Иван остался стоять. До самолета было чуть меньше суток. Выкурив сигарету, заказал такси. Через три минуты он уже сидел на пассажирском сиденье несвежего «Соляриса» (тариф «эконом» не предполагал более комфортных условий, но Ивану было безразлично это). Водитель оказался таким же несвежим, как и автомобиль. И музыка в салоне тоже была несвежая – какой-то дурацкий шансон. Зима попросил выключить магнитолу, но это оказалось ошибкой – таксист тут же начал разговор. За те полтора часа, что они ехали, шофер успел порассуждать про своих знакомых, ушедших на СВО, про то, как правильно действовать Генштабу, про политику государства, про жизнь в России в целом и свою личную жизнь в частности – болтал много, уверенно и с удовольствием. Иван слушал вполуха, стараясь думать о своем. Но раздражение внутри все равно росло: «Да что этот водила на своем убитом ведре понимает? О чем он так уверенно рассуждает? Какой Генштаб? Что он несет? Его бы сейчас в наш полк, да с Инженером на передок, да чтоб «птичек» как обычно было, а задание надо выполнить! Что бы он тогда запел?
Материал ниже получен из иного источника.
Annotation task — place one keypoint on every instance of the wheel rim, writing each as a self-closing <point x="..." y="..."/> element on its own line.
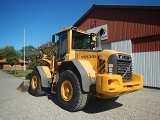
<point x="66" y="90"/>
<point x="34" y="82"/>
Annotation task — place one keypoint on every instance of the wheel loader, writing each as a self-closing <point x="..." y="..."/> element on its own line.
<point x="81" y="68"/>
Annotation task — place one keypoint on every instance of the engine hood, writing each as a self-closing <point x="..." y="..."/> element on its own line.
<point x="108" y="53"/>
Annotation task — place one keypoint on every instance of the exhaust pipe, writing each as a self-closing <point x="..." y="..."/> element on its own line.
<point x="98" y="39"/>
<point x="24" y="86"/>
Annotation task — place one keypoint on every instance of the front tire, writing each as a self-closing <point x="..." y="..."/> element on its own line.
<point x="69" y="94"/>
<point x="35" y="84"/>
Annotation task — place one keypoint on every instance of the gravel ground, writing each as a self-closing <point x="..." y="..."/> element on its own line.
<point x="141" y="105"/>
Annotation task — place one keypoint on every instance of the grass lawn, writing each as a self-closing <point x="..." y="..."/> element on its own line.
<point x="19" y="73"/>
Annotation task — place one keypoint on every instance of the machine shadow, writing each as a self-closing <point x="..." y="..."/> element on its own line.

Как бы тогда говорил?» – мысли кружились все быстрее, нестерпимо захотелось, чтобы эта поездка уже закончилась.
Родной двор буквально придавил. Голые деревья, припорошенные первым снежком, праздничная иллюминация, куда-то спешащие соседи в дорогой одежде – все казалось таким забытым и незнакомым, что Зима замер на секунду, чтобы перевести дух. Все вокруг было пустым и лишенным смысла. Все потеряло свою ценность. Все, что когда-то он считал важным – этот элитный дом, двор с эксклюзивным ландшафтным дизайном, статусные соседи – абсолютно все было чуждым и бессмысленным. Иван поднял глаза, нашел свои окна – они были задернуты плотными гардинами, и никто не выглядывал во двор, чтобы его встречать. Почему-то расстроился. Не так он себе рисовал эту поездку домой. Не так. Набрал код на домофоне, потянул дверь и шагнул в большой светлый холл. В дизайнерских интерьерах мультикам формы резал глаз и тревожил окружающих. Консьерж не узнал и стал спрашивать, куда и к кому. Иван коротко ответил и пошел домой, оставив озадаченных консьержа и соседку охать и удивляться.
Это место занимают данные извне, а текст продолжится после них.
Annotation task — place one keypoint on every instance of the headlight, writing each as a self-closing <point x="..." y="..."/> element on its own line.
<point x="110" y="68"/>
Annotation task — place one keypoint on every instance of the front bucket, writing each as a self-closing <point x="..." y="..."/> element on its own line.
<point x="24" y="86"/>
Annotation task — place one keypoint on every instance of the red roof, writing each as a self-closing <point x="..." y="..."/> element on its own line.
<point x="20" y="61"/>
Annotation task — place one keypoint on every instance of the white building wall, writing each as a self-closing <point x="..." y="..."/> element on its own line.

Двери лифта плавно отъехали, и на Зиму налетел маленький визжащий вихрь – оказалось, что Юлька с утра буквально поселилась на лифтовой площадке в ожидании брата! Она, как обезьянка, вскарабкалась на Ивана, крепко обхватила его руками и ногами, и никак не хотела отпускать, что-то непрерывно болтая ему прямо в ухо, то всхлипывая, то хохоча, то снова всхлипывая – ничего невозможно было разобрать, кроме того, что счастье сестренку переполняло через край. Зима оттаял. Он почувствовал себя дома. С Юлькой на шее он вошел в квартиру. И переступив порог, понял, что не догадался купить матери цветы и хоть какой-то подарочек сестренке. А мама почти не изменилась, только серые глаза стали темнее. Увидев своего Ванюшку, она расплакалась. И лишь отец не вышел его встречать.
Стол ломился – мать постаралась приготовить если не все, то почти все, что любил Иван. Тонкий фарфор жемчужно светился изнутри, венецианское стекло благородно мерцало, столовое серебро матово отсвечивало, скатерть и салфетки сияли белизной – все говорило о том, что ждали дорогого гостя. Но вот разговор не клеился. Иван разучился говорить о чем-то, кроме войны, а родные так и не научились говорить о ней вслух. И только Юлька своей безудержной болтовней разряжала обстановку. Зима был ей благодарен и с удовольствием слушал о том, как сестренка подралась с одноклассником (С ума сойти! Юлька успела пойти в первый класс!), потому что тот отказался рисовать картинку для акции «Письмо солдату», как она притащила домой несчастного щеночка, который оказался соседским шпицем, выскочившим неосторожно из машины и потерявшимся за пределами двора, и еще миллион историй был у нее в запасе.
– Ну, что, Иван, пойдем поговорим? – отец приглашающим жестом махнул в сторону кабинета.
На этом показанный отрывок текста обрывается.